The young gcs loom suspicious

Without seeing the heap it’s hard to be sure, but be sure you’re adjusting your 
memtable (size and flush threshold), and you may find moving it offheap helps 

Beyond that, debugging usually takes a heap dump and inspection with yourkit or 
MAT or similar reads like a Datastax version - I know there’s a few reports of 
recyclers not working great in 3.11.x but haven’t seen many heap related leak 
concerns with 3.0.14

Jeff Jirsa

> On Jun 30, 2018, at 5:49 PM, Tunay Gür <> wrote:
> Dear Cassandra users, 
> I'm observing high coordinator latencies (spikes going over 1sec for P99) 
> without corresponding keyspace read latencies. After researching this list 
> and public web, I focused my investigation around GC, but still couldn't 
> convince myself %100 (mainly because my lack of experience in JVM GC and 
> Cassandra behavior). I'd appreciate if you can help me out. 
> Setup:
> - 2DC 40 nodes each 
> - Cassandra Version:
> - G1GC
> - -Xms30500M -Xmx30500M
> - Traffic mix:  20K continuous RPS  + 10K continuous WPS + 40K WPS daily bulk 
> ingestion (for 2 hours)
> - Row cache disabled, Keycache 5GB capacity
> Some observations:
> - I don't have clear repro steps, but I feel like high coordinator latencies 
> gets triggered by some sudden change in traffic (i.e bulk ingestion or DC 
> failover).
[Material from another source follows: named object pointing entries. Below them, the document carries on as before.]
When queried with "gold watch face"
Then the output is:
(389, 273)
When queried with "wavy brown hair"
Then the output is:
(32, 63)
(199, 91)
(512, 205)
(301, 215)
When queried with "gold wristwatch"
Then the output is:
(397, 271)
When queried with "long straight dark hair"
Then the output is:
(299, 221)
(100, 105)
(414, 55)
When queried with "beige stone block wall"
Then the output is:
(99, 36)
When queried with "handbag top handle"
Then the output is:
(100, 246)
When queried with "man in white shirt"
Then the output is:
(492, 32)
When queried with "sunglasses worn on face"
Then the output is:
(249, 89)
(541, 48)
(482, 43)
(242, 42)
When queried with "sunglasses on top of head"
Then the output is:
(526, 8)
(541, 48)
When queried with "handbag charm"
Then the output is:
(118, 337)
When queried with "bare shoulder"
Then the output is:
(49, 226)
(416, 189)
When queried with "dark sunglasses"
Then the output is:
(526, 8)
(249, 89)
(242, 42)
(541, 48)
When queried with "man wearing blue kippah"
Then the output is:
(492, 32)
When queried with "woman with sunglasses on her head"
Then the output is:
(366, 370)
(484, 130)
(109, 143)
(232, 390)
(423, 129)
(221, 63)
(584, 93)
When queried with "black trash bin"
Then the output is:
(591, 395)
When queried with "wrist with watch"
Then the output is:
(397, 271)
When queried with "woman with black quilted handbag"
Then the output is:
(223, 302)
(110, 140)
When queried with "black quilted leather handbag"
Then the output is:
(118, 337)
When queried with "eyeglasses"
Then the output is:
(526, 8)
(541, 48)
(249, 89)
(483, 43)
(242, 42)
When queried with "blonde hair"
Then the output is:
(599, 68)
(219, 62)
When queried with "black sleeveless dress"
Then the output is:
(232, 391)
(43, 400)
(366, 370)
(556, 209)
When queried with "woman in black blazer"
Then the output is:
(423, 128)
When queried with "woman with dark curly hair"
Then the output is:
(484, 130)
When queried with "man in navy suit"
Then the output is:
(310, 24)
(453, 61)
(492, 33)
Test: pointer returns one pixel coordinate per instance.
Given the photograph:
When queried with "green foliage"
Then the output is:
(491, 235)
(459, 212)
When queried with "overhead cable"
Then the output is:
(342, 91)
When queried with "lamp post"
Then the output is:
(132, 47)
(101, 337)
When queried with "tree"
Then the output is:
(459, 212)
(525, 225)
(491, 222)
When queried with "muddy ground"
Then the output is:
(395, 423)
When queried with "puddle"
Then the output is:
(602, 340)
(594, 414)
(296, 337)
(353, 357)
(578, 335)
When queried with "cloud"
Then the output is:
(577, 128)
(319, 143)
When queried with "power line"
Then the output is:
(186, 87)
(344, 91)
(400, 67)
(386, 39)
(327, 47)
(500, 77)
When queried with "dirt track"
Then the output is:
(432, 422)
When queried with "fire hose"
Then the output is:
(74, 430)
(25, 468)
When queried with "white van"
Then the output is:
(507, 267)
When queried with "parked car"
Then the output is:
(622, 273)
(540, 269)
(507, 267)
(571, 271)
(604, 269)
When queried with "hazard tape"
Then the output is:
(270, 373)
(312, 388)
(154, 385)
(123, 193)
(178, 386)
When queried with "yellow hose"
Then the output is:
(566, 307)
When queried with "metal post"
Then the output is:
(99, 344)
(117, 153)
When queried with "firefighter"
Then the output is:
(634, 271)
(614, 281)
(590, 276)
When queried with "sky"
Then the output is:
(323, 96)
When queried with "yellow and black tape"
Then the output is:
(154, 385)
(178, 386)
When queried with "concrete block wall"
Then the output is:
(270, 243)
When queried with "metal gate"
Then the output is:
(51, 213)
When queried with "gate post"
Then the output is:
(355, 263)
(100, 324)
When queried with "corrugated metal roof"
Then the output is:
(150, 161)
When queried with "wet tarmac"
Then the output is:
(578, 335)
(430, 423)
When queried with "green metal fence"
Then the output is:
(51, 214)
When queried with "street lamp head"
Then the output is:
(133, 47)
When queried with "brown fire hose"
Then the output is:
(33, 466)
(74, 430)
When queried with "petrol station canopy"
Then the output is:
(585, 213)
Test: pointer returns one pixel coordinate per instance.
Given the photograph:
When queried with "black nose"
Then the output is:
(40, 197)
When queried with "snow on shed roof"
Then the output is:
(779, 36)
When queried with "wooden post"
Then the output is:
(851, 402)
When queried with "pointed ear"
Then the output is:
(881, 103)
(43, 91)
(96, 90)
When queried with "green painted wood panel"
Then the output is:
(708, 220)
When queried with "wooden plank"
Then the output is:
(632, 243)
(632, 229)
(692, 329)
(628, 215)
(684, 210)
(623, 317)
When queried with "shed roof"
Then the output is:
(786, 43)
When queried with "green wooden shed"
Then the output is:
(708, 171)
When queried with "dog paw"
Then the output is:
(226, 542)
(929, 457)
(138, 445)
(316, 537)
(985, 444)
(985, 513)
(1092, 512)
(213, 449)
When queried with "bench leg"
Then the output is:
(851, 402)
For example last time it happened, bulk ingestion triggered it and 
> coordinator latencies keep spiraling up until I drain some of the traffic: 
> <Screen Shot 2018-06-30 at 5.15.31 PM.png>
> ​
> - I see corresponding increase in GC warning logs that looks similar to this: 
> G1 Young Generation GC in 3543ms.  G1 Eden Space: 1535115264 -> 0; G1 Old 
> Gen: 14851011568 -> 14585937368; G1 Survivor Space: 58720256 -> 83886080; 
> - Also I see the following warnings every once in a while: 
> Not marking nodes down due to local pause of 5169439644 > 5000000000
> - Looks like cluster goes into this state after a while, maybe after 10 days 
> or so. Restarting cluster helps. When things are working I've seen this 
> cluster handling 1M RPS without a problem. 
> - I don't have root access on the machines but I can collect GC logs, I'm not 
> sure if I interpret them correctly but one observation is that a lot more 
> young gen GC happening with less memory reclaimed during latency spikes.